The town's mountaintop impoundment at the head of Ben's Branch was to be at or just below a 60-day supply by today, the first trigger of the town's water emergency policy, and that opens the bureaucratic floodgates to tap the river as a backup water supply.

"We can't put a shovel in the ground so to speak until we officially declare an emergency," Town Manager Fred A. Luntsford Jr. said Tuesday.

Town officials already figured Oct. 31 would meet the 60-day supply criteria, "so tomorrow is D-Day," Luntsford said.

Under the initial stage of a formally declared water emergency, Luntsford said residential customers who use more than 4,000 gallons per month will be charged an additional $5 per 1,000 gallons over the 4,000-gallon limit, and businesses will be required to cut back to 80 percent of their consumption based on the average use on the previous two months of water bills.

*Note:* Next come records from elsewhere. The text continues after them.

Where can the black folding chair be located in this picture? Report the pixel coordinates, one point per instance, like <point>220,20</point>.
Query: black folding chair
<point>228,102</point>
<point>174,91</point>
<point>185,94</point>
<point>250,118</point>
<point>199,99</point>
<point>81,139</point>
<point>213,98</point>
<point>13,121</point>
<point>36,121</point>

The town's emergency water use plan triggers even more restrictive consumption edicts at 30-day and 15-day supply levels, if and when that should happen. Tapping the Powell River, however, may ensure the critical-level restrictions won't need to be implemented.

Preparations are under way to pump water from the Powell River to at least maintain a decent supply in the reservoir, if not make incremental water level gains. Appalachia Waterworks Supervisor Jackie Pitts said the reservoir was 13.7 feet below the spillway on Monday, or roughly 35 million gallons.

Luntsford said Regional Health Department and Virginia Department of Environmental Qual- ity "stamps of approval" are poised for the formal emergency declarations by Appalachia, coupled with a twin declaration by Wise County emergency management authorities, to enable the Powell River solution to move forward and be eligible for state assistance.

Pitts said a mile and a half of temporary above-ground pipeline will be installed from the river "all uphill" to the reservoir. One submerged pump will be in the river, and another will be located about a third of the way up the Woodland Acres mountainside to achieve the task. Pitts said the system was implemented in the late 1980s and worked fine then.